I am trying now to use Gensim to load GoogleNews pre-trained model to get phrases similarity. I've been told that The GoogleNews model includes vectors of phrases and words. But I find that I could only get word-similarity while phrase-similarity fails with an error message that the phrase is not in the vocabulary. Please advise me. Thank you.

import gensim
from gensim.models import Word2Vec
from gensim.models.keyedvectors import KeyedVectors

GOOGLE_MODEL = '../GoogleNews-vectors-negative300.bin'

model = gensim.models.KeyedVectors.load_word2vec_format(GOOGLE_MODEL, binary=True) 


# done well
model.most_similar("computer", topn=3) 

# done with error message "computer_software" is not in the vocabulory.
model.most_similar("computer_software", topn=3) 
1

1 Answers

0
votes

The GoogleNews set does include many multi-word phrases, as created via some statistical analysis, but might not include something specific you're hoping it does, like 'computer_software'.

On the other hand, I see an online word-list suggesting that a phrase like 'composite_fillings' is in the GoogleNews vocabulary, so this will likely work for you:

model.most_similar("composite_fillings", topn=3) 
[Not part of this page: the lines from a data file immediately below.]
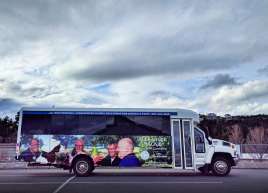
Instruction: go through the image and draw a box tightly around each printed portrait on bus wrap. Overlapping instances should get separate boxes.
[86,135,172,167]
[117,137,141,167]
[19,135,60,163]
[92,137,140,167]
[19,136,46,162]
[93,139,121,166]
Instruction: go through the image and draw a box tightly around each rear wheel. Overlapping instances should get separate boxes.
[73,157,93,177]
[211,156,231,176]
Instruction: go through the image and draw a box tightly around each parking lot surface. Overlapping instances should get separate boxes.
[0,169,267,193]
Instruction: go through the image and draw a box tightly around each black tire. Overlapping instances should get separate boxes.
[73,157,94,177]
[211,156,231,176]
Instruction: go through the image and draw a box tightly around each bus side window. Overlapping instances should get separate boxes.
[194,128,205,153]
[22,114,52,135]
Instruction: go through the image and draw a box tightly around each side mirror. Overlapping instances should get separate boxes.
[208,137,212,145]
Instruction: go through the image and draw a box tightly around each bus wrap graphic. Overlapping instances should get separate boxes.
[19,135,173,167]
[16,108,237,176]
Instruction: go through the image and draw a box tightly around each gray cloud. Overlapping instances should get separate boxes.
[68,51,242,81]
[258,65,268,76]
[239,85,268,102]
[211,80,268,105]
[81,97,107,105]
[0,98,21,110]
[149,90,184,100]
[5,81,58,99]
[1,1,268,81]
[201,74,239,89]
[0,0,132,57]
[58,0,268,82]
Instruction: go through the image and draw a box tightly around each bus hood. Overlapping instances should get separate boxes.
[211,139,236,149]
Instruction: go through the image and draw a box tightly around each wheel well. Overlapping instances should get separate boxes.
[71,154,94,169]
[212,152,235,166]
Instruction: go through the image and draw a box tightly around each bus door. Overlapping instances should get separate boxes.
[182,120,194,169]
[171,119,194,169]
[171,119,182,169]
[193,127,207,167]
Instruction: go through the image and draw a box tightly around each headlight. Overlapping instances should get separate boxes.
[222,141,236,149]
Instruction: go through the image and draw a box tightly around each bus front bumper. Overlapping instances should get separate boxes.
[233,155,240,166]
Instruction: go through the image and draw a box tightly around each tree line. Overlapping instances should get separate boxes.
[0,113,19,143]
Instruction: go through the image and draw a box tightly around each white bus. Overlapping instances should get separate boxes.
[16,107,238,176]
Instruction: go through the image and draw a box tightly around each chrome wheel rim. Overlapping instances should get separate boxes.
[76,161,89,174]
[214,160,228,175]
With that vector-set, you're limited to what they chose to model as phrases. If you need similarly-strong vectors for other phrases, you'd likely need to train your own model, on a corpus where the phrases important to you have been combined into single tokens. (If you just need something-better-than-nothing, averaging together the constituent words' word-vectors would give you something to work with... but that's a pretty-crude stand-in for truly modeling the bigram/multigram against its unique contexts.)